To enjoy these exclusive treasures you really have to be a member, or a guest, of one of the select groups that form part of what was once known as the British establishment--London's traditional clubs, such as the Garrick and the Carlton; a few banks and city houses; the Oxbridge colleges; the more traditional Army regiments; some professional institutions, and the city livery companies, descended from medieval trade guilds. Their cellars, stocked over the centuries, always with an eye to the future, are often extensive and always high quality, exclusively for their own enjoyment, and that of their favoured guests.

The emphasis is on traditional, serious clarets, burgundies, and ports, bought at cost price from fine wine dealers for "laying down" until the wine matures. Edward Cottrell, general manager of Justerini and Brooks, Mayfair-based wine dealers which supplies many private cellars, said: "Although we do sell some what we call 'drinking Claret' for serving now, most of those who buy for such places are not buying wines they will drink themselves, but for future generations. And they will be drinking wine bought perhaps 10 or even 20 years ago."

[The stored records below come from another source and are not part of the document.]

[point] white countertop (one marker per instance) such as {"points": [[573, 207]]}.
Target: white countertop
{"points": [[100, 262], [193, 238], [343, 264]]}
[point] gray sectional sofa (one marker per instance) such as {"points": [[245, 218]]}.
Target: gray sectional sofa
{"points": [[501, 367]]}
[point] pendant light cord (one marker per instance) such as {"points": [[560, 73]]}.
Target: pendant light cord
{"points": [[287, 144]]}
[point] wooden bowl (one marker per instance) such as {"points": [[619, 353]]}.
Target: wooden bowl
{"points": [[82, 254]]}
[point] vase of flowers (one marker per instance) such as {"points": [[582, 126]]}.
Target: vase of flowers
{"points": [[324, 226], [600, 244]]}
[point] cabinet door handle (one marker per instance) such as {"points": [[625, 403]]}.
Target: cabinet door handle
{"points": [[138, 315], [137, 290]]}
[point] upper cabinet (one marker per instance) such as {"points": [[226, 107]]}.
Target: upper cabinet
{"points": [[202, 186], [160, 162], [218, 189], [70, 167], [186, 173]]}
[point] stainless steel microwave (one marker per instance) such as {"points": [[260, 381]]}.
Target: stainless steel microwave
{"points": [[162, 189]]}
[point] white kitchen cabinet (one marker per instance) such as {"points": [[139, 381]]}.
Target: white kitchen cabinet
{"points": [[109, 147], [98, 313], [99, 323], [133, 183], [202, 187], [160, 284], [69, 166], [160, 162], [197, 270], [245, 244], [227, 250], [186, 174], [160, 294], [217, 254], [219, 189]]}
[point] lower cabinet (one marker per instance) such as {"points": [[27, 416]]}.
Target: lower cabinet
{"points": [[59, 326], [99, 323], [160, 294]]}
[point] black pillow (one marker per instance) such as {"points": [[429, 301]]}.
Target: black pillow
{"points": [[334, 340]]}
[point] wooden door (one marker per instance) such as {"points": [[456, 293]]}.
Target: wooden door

As traditions fade a bit, the maintainance of private cellars, which were once the norm, has declined too. The really big cellars belong to the 12 original livery companies of the City of London, and to the Oxbridge colleges. Among the livery companies, the best cellars are maintained by the Vintners, which represents the wine trade, the Goldsmiths, and the Fishmongers. The cellars are used for regular entertaining. Each of the livery companies host monthly dinners for the masters and clerks of the other companies, as well as numerous other ceremonial occasions.

The Goldsmiths, first chartered in 1327, have a fine collection of ports dating back to 1948, but have recently sold some off at auction because drinking port has become less popular. Most of the private cellars sell excess wine to raise funds for buying future wines at cost, when it is released.

A representative of the Goldsmiths, which keeps around 800 cases, said the grander the occasion, the better the wine served. "We have 18 bottles of Madeira dating from 1835, when our hall was built, which is not something we open very often. But some of our older members still ask when they will get the chance to taste it."